2008 The Politics of Piling On?
posted by December 20 at 9:35 AM
onThere are two interesting investigative pieces in this morning’s New York Times. One is about the “present” votes of Barack Obama, and the other is about the finances of Hillary (and Bill) Clinton.
But which campaign is the first to roll one of these stories into an attack? The Clinton camp, which greeted me this morning with the following email:
Members of Congress To Discuss Senator Obama’s Illinois State Senate Voting Record on A Conference Call TODAYMembers of Congress will hold a conference call TODAY, Thursday, December 20, to discuss a New York Times article published today, detailing Senator Barack Obama’s present votes while in the Illinois State Senate.
Got it? TODAY is going to be all about Barack Obama’s voting record.
Ignore the hits and keep on attacking… That seems to be the Clinton strategy right now. (See also: The new attack web sites that camp Clinton is working on.)
UPDATE: Obama’s response this morning on Good Morning America.
Comments
What a pile of crap! Obama has had his Hillary attack website up for over a month. Both he and Edwards have done little BUT attack Hillary for months now. If you are going to be 110% Obama biased - you should at least admit it. You are, after all, supposedly a journalist.
WTF, she can't talk about Obama's voting record?
Sure, she can discuss his voting record, but as he explained on GMA this morning, his "present" votes are a non-issue.
Of course, GOP hacks have been overblowing non-issues for years (Lee Atwater, Karl Rove, et al) but I'm not sure why Hillary would want to join in such company.
Of course she can. But I think attacking Obama makes him stronger, not weaker.
he deflects her attacks in a way that somehow make her look much worse once the dust settles.
Slime descends to it's own level.
Sad, very sad.
finally - it looks like obama is good on the defensive! (and clinton, not so good on the offensive...)
Atwater and Rove won.
They won.
SLime often works.
Shouldn't we think about that instead of hoping for a sudden dramatic change in the nature of politics in the USA?
People always say they want that kind of change but in the end the middle 10% of the voters in Middle America is moved by attack ads.
O's negatives may rise dramatically when the R's make him out to be what he is: a liberal, urban, Northern, internationalist progressive.
All things we like in Seattle. We'd love him to be our professor!
But do independent voters in Missouri and Ohio and Kentucky like it?

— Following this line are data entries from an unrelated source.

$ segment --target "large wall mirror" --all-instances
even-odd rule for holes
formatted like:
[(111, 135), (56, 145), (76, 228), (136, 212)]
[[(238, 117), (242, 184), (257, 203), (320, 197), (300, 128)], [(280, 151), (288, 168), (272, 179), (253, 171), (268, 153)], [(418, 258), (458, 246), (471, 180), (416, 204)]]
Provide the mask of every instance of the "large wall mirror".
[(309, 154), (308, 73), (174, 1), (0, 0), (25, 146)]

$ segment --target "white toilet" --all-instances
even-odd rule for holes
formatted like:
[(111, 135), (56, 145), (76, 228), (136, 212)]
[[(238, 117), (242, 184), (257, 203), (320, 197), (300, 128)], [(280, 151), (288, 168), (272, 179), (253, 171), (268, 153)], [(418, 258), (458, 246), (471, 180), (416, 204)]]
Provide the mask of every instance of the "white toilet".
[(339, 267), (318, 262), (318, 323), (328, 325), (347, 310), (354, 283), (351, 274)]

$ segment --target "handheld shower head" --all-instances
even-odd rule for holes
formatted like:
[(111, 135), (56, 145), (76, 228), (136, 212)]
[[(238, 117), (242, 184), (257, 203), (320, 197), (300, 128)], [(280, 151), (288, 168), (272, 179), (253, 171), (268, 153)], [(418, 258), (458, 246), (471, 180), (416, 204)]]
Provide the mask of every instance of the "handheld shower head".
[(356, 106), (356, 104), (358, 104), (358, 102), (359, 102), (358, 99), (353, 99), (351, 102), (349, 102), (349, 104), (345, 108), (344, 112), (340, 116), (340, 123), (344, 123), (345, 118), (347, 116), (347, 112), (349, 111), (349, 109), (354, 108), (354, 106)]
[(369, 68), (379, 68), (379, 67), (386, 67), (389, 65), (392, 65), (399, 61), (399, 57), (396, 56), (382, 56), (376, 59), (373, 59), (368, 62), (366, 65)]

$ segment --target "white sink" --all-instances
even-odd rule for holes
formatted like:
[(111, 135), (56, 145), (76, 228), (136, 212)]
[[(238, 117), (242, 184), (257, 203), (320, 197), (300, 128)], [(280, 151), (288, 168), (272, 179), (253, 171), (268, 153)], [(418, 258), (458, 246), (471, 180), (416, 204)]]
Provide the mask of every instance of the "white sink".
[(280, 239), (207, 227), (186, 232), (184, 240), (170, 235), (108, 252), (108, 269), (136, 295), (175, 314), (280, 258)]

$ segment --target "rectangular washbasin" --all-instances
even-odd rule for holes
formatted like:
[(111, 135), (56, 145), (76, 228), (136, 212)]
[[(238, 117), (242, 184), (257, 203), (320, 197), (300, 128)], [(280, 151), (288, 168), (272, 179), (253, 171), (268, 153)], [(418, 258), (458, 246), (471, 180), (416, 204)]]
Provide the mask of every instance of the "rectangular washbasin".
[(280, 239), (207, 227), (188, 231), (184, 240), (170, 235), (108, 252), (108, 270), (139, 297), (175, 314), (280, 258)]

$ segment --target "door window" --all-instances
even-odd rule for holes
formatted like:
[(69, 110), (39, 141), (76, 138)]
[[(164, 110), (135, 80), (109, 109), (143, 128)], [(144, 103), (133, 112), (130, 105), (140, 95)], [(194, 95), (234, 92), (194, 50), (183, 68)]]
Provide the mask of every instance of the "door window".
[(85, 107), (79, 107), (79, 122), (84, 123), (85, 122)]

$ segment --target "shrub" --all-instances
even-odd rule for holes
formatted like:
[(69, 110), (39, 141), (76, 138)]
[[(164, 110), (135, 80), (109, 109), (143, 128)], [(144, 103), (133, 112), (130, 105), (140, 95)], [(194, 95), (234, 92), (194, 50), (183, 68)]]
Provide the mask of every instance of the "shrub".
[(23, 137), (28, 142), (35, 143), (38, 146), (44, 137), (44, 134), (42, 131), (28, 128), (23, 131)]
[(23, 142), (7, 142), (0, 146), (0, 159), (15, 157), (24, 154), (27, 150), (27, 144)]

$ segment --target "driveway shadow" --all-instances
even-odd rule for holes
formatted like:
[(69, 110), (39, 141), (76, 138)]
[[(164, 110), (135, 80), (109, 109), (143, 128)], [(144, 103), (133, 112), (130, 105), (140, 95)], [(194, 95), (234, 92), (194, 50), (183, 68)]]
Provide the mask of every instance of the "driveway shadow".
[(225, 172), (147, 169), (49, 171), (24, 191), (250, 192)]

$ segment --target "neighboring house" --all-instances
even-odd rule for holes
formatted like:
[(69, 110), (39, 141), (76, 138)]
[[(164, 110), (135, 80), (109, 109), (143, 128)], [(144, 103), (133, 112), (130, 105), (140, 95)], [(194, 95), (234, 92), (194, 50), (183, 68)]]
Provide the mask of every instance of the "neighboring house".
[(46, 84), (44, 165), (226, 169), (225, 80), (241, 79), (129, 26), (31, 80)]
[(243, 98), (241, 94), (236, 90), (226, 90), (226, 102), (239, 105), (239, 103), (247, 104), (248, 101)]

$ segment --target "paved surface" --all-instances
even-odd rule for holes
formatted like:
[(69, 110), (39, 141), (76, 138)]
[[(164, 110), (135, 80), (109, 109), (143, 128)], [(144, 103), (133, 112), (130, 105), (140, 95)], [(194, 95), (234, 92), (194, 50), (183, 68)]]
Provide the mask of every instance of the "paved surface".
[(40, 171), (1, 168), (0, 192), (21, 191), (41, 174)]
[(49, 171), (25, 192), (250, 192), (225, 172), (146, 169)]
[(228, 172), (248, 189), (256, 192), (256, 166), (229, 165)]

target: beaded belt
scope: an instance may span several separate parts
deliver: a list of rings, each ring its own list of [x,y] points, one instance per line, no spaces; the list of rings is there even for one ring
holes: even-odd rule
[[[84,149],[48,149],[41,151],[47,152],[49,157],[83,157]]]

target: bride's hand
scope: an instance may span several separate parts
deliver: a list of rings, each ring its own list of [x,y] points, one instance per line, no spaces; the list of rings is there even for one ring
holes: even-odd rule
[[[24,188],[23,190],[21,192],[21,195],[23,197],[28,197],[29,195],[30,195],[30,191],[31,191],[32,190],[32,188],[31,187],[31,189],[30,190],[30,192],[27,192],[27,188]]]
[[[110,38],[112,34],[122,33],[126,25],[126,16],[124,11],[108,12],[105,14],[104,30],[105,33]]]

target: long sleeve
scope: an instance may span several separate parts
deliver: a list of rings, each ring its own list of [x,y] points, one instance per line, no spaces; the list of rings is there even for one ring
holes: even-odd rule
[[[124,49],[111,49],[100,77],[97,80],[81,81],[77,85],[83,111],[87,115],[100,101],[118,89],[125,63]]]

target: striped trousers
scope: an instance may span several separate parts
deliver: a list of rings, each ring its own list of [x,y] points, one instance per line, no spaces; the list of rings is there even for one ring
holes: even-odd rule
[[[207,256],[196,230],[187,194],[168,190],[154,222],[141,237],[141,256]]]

There's no history to suggest they do.
Spcifically, R's will attack him for avoiding the vote in Iran (irresponsible, selfish, soft on terror), for voting present in Ill. (soft on crime, indecisive, trying to please everyone) (rebuttals based on Ill. "political culture" are way over the head of most Americans in a 30 second TV spot); for saying pot helped him as a teenager (!!! likes drugs, advocates illegality, demands he retract it, then attack for being a flip flopper), for saying he did coke (felonies!) but not coming out to favor release of every single other person who is in jail for cocaine possession (hypocrite, would release XX,000 felons); for inviting Fidel and Hugo to the White House (comsymp), for favoring illegals with drivers' licenses (anti American, even 75% in NY State are against this, didn't you read the memo posted on Slog a day ago? ), for saying on a questionnaire that he wants handgun registration (D's need the votes of gun lovers in Middle America; the explanation that the answers were "unauthorized" woudl confirm his inexperience and lack of executive ability).
And for being a mere first term Senator without much of a record on the national scene.
Just sayin'.
It bears thinking about.
It is sort of surprising that the NYT article comes up with so little dirt. If Clinton gets people so riled up they actually read the article, I fear it will be underwhelming. The present votes it addresses all seem conscientious and defensible.
@8 - yeah, and what do you get with slime? right, you get slime in the WH.
America doesn't want that.
We deserve better.
His explanation of this "present votes" makes them a non-issue (#3)? Howso? Because he says so? Look, they might have been politically savvy, but isn't that what people dislike about Clinton? Too political? Seems he might not be as "outside the system" as some would have you believe.
@9 Right on. When I saw the NYT headline last night, my immediate reaction was "oh shit." After reading the article, it seemed like a total non-issue.
I remember when Europe was voting on the EU constitution, my Spanish family was upset that they couldn't vote "present" as a protest to the rushed process, so they didn't vote at all. It seems that Illinois legislators who know the history of the process (i.e. Madigan) feel the same way.